= K Madhavanar =

First Malayalam translator of Gandhi's autobiography

Koothirezhi Madhavan Nair (1903–1980), popularly known as K. Madhavanar, was an Indian freedom fighter from Kerala and the first Malayalam translator of Mahatma Gandhi's autobiography 'The Story of My Experiments with Truth". He worked as an editor with the Mathrubhumi Daily and was a social reformer. Gandhiji used to write letters to Madhavanar in connection with the freedom movement. He also penned the first Himalaya travelogue in Malayalam titled Oru Himalaya Yathra. Madhavanar was the first secretary of the Kerala Pradesh Congress Committee (KPCC).

== Early life ==

Madhavanar was born to Korath Velayudha Menon and Koothirezhi Lakshmikutty Amma of Vallikkunnu, Malappuram in 1903. He attended the Ganapath School in Feroke. After earning his BA in chemistry from Madras University, he joined the Tata Iron and Steel Company (TISCO) in Jamshedpur as a scientist. During his stint at TISCO, he travelled to the Himalayas. His travel memories were later published as a travelogue - Oru Himalaya Yathra.

== Social reformer ==

Madhavanar once invited a Dalit boy to the Koothirezhi tharavadu, which was considered a brave act then. He also participated in the Guruvayur Satyagraha led by K Kelappan, demanding temple entry rights for backward classes and Dalits. He dropped his caste surname as a symbolic protest against casteism.

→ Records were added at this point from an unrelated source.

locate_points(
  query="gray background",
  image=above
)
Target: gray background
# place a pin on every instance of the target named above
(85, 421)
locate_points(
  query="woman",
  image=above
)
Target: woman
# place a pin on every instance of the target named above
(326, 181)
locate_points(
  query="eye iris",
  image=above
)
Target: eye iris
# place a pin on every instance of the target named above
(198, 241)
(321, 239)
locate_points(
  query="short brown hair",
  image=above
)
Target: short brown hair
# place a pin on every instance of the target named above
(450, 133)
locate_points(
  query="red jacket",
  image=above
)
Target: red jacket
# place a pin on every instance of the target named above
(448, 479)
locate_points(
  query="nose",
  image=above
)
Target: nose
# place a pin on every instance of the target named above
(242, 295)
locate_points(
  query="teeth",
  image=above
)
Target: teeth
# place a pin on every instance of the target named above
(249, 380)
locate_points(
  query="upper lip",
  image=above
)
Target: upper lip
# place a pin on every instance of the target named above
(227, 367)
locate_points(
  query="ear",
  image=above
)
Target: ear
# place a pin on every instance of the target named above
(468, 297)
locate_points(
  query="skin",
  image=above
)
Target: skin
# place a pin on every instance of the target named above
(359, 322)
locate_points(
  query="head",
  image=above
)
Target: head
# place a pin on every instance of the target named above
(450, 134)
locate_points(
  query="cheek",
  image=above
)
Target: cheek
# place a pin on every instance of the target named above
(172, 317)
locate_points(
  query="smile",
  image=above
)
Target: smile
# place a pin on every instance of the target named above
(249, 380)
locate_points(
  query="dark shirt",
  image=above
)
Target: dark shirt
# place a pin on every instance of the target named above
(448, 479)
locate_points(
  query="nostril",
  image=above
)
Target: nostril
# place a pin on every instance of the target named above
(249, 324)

== Indian freedom movement ==

Madhavanar actively participated in the Beypore and Kozhikode Salt Satyagrahas. He served as the Secretary of the Kerala Pradesh Congress Committee. He used to regularly participate in the All India Congress Committee meetings, which helped form a camaraderie with Gandhiji. The Mahatma used to write letters to Madhavanar pertaining to the freedom movement. He translated Gandhiji's autobiography 'The Story of My Experiments with Truth' to Malayalam which was serialized in the Mathrubhumi Weekly. Later it was published in book form by Mathrubhumi. Madhavanar was a close associate of C Rajagopalachari. Madhavanar co-ordinated the first visit of Jawaharlal Nehru to Kerala.

== Editor at Mathrubhumi Daily==

Madhavanar served on the editorial board of Mathrubhumi for more than three decades. He joined the newspaper in 1931 as a sub editor and retired as an assistant editor. Madhavanar maintained close contact with acclaimed writers like SK Pottekkad and Thikkodian. He was instrumental in introducing EMS Namboothiripad to the AICC. AK Gopalan mentioned him in his autobiography.

==Gandhi translator==

Madhavanar translated the autobiography of Mahatma Gandhi 'The Story of My Experiments with Truth' into Malayalam. First serialised in the Mathrubhumi Weekly, Ente Sathyanweshana Pareekshakal was launched as a book later.

==Personal life==

Madhavanar was a chronic bachelor. A voracious reader, he devoted his twilight years to books.

== Memorial ==

46 years after his passing, Jwala Libaray of Vallikkunnu has built a memorial building to honour him.